Les sangliers de la Sierra de Collserola ont cessé de chasser pour se nourrir depuis des années. En fait, de nombreuses plaintes ont été déposées par des habitants demandant aux administrations de lutter contre un ravageur qui renverse les conteneurs et les poubelles et se nourrit essentiellement d'ordures. Un ravageur en diminution ces dernières années mais toujours très présent dans cette zone montagneuse. C'est après avoir étudié le comportement de ces mammifères que l'hypothèse d'une contamination par du saucisson avarié gagne de plus en plus de force parmi les chercheurs.

Déjà ce dimanche, à la demande du gouvernement, une équipe de reconnaissance du Groupe d'intervention en cas d'urgences technologiques et environnementales (GIETMA) de la base de Torrejón de Ardoz (Madrid) s'est rendue à Barcelone et ce lundi sont arrivés 117 membres de l'Unité militaire d'urgence (UME). Le contingent est doté de trois stations de décontamination, de sept équipes de capture d'animaux dans des conditions de biosécurité, d'une équipe de drones dotés de capacités de recherche sur de vastes zones et de détection nocturne, tous originaires de Torrejón ; et le personnel du Bataillon d'Intervention d'Urgence (BIEM) de la base de Saragosse, dans des tâches de commandement et de coordination, rapporte Miguel González.

L'importance du secteur est énorme. L'Espagne est le premier producteur de viande de porc de l'Union européenne (UE) et le troisième au monde, et ses exportations annuelles s'élèvent à environ 8,8 milliards d'euros.

Le ministre de l'Agriculture s'est présenté sans nouvelles données qui permettraient d'augmenter les mesures d'action. Depuis vendredi, date à laquelle le foyer a été détecté, il n'y a eu que deux cas de sangliers dont la mort est due à la propagation de la peste porcine.
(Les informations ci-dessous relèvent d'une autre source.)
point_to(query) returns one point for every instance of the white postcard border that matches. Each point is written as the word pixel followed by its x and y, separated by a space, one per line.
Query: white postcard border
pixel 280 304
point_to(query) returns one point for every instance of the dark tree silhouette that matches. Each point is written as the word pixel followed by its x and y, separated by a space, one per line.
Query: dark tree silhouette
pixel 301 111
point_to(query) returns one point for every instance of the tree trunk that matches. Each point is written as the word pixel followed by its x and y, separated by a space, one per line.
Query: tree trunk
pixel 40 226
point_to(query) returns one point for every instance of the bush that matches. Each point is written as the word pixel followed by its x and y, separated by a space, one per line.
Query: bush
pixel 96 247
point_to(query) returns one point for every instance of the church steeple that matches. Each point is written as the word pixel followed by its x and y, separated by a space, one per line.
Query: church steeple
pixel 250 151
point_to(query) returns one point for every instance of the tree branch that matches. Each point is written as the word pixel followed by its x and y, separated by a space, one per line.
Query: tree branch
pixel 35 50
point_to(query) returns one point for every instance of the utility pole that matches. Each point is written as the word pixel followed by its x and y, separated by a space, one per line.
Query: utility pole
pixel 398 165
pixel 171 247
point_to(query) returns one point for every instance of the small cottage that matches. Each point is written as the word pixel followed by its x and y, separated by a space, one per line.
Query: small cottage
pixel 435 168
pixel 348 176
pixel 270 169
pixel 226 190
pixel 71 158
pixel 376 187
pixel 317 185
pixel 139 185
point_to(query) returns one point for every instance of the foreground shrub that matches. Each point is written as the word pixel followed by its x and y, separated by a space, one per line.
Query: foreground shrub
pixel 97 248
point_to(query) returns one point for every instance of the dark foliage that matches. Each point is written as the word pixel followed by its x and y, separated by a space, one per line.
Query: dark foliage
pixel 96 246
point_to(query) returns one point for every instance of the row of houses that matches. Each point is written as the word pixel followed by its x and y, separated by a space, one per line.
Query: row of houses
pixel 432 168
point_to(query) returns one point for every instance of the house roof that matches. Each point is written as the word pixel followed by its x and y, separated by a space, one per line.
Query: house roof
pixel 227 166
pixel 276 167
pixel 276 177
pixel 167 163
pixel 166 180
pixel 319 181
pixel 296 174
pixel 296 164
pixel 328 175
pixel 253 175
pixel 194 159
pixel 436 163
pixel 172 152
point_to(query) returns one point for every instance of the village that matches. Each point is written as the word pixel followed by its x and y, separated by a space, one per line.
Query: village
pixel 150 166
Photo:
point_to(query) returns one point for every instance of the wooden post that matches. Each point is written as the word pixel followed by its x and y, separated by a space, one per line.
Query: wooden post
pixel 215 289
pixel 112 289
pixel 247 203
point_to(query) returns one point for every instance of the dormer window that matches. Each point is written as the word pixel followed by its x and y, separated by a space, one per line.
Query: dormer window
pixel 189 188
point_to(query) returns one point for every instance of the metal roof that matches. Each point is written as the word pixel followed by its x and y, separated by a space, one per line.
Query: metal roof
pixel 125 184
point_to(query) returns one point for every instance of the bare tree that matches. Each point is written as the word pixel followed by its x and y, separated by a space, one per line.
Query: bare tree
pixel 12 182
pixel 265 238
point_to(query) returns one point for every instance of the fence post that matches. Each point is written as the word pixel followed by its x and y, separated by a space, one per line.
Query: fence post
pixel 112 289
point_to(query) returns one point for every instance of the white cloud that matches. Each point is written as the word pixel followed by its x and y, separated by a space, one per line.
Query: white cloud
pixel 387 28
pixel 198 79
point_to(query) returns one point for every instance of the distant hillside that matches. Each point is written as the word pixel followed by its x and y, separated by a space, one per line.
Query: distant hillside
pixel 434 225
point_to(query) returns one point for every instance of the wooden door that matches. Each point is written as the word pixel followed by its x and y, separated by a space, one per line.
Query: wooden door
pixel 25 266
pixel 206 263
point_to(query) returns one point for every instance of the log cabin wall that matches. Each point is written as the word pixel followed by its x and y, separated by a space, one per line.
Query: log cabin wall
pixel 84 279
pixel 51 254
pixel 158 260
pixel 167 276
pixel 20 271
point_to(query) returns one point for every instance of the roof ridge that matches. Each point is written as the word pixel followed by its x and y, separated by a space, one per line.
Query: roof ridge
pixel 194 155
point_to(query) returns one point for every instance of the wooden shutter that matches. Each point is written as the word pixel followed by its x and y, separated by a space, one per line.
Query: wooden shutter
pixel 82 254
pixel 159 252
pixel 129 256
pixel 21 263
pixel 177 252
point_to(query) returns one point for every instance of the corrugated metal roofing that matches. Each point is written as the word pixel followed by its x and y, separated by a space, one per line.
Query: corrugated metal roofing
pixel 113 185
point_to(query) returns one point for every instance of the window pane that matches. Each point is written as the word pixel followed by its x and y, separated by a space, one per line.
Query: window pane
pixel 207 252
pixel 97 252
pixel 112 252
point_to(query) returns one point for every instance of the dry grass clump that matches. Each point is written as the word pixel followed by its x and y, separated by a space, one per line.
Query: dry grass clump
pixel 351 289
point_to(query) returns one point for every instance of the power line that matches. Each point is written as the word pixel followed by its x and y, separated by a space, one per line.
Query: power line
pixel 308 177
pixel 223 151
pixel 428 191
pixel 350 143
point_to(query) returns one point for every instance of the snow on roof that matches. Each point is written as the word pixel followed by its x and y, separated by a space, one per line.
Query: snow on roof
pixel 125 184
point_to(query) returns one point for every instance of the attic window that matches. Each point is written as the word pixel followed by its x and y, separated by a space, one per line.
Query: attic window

Il y a huit spécimens décédés suspects et en cours d'analyse dans le laboratoire de référence du ministère de l'Agriculture. De plus, 40 autres spécimens morts sont en cours d’analyse. Les deux sangliers infectés ont été localisés dans les zones boisées proches de l'Université Autonome de Barcelone (UAB), à Cerdanyola del Vallès. Une zone traversée par diverses routes, dont les autoroutes C-58 et AP7.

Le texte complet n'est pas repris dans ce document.